Il risultato è stato piuttosto chiaro: le gazze non mostrano alcuna preferenza per gli oggetti luccicanti. Anzi, in molti casi li evitano, probabilmente perché li percepiscono come elementi nuovi e potenzialmente pericolosi, un comportamento noto anche come neofobia, la paura per ciò che è nuovo e sconosciuto. Quando si avvicinano a un oggetto, quindi, lo fanno per curiosità o per valutare se possa essere una fonte di cibo, non perché attratte dal suo valore estetico o materiale.
In altre parole, non esiste alcuna prova scientifica che le gazze rubino gioielli o oggetti metallici per accumularli o collezionarli. Il mito, quindi, resta tale: una costruzione culturale affascinante che però non trova conferma nel comportamento reale dell'animale, a meno che non si tratti di uccelli "domestici" e cresciuti in cattività, abituati a "giocare" e interagire con gli oggetti di casa. Anche questo aspetto potrebbe aver contribuito a consolidare questo mito.
Chi è davvero la gazza ladra

Al di là della sua fama ingiustificata, la gazza rimane però un uccello estremamente affascinante e interessante. Lunga circa 45 centimetri, di cui quasi la metà è costituita dalla coda, la gazza ha un'apertura alare che può superare i 55 centimetri e un peso medio di 200-250 grammi. Il piumaggio è inconfondibile: bianco e nero, con riflessi verdi e violacei sulle ali e sulla coda, visibili soprattutto alla luce diretta del sole.
La gazza vive in una grande varietà di ambienti, dalle campagne alle aree agricole, fino a margini dei boschi, parchi urbani e città. È una specie sedentaria, cioè tende a rimanere nello stesso territorio tutto l'anno, e forma coppie stabili che possono durare per tutta la vita. Nidifica solitamente sugli alberi, spesso pini, costruendo grandi nidi a cupola fatti di rami intrecciati e dotati di una sorta di "tetto" che protegge le uova e i pulli dai predatori. Sono simili ai nidi delle cornacchie – altri corvidi urbani -, che però di solito sono aperti e senza "tetto".

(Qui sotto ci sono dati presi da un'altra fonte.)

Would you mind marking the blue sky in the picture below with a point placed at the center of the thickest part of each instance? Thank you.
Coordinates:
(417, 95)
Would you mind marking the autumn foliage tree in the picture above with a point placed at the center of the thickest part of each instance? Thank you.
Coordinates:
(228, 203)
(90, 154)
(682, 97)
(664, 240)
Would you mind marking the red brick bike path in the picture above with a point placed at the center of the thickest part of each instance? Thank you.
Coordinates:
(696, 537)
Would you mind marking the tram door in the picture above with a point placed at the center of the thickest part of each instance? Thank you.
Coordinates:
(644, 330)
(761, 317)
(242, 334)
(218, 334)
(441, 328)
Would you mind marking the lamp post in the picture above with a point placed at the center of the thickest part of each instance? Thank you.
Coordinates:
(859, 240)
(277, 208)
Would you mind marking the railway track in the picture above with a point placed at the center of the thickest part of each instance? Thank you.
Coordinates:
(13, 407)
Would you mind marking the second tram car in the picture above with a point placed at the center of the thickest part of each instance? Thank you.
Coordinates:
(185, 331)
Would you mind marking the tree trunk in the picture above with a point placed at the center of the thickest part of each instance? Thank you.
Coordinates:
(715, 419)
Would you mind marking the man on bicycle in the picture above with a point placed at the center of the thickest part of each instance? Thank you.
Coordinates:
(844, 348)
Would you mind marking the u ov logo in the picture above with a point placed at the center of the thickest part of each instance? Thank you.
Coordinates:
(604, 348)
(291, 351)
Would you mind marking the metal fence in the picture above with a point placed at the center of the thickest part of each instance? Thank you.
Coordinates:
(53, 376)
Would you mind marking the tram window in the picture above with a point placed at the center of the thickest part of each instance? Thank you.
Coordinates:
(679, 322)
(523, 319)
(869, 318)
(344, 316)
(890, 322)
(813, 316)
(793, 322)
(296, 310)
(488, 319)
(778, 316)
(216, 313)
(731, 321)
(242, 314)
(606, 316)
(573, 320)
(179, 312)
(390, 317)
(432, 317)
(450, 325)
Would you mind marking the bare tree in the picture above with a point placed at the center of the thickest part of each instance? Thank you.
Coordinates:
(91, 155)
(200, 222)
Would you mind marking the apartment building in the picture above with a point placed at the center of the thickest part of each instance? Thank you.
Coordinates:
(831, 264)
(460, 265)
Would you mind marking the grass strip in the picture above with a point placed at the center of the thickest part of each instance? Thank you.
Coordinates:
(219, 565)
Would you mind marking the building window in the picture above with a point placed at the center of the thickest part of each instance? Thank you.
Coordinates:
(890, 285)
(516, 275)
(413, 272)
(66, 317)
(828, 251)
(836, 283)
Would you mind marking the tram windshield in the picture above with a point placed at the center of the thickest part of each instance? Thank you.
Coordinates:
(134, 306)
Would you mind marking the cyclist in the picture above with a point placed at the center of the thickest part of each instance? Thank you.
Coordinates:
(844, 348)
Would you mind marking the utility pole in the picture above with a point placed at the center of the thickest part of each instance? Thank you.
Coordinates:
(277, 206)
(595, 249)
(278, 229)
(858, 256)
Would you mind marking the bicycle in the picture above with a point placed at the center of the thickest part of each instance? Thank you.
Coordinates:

È una specie estremamente adattabile e si nutre di insetti, piccoli vertebrati, uova, semi, frutta, rifiuti e carcasse che trova in giro, come gli animali investiti dalle auto in strada. Come tutti i corvidi, la gazza è anche molto intelligente. È capace di risolvere problemi complessi, manipolare oggetti, riconoscere individui, ricordare luoghi e adattare il proprio comportamento a contesti diversi. Non è una ladra di gioielli, ma un animale molto curioso, opportunista e straordinariamente adattabile.
Forse è proprio questa sua spiccata intelligenza, unita alla sua vicinanza agli esseri umane, ad averla resa protagonista di racconti, storie popolari e leggende. Il nome "ladra" non lo troverete in nessuna guida di birdwatching, studio scientifico o pubblicazione ornitologica. Oggi solo i cacciatori la chiamano così, ma per conoscere davvero la gazza bisogna andare oltre il mito e scoprire un uccello molto più interessante – e innocente – di quanto la sua fama lasci intendere.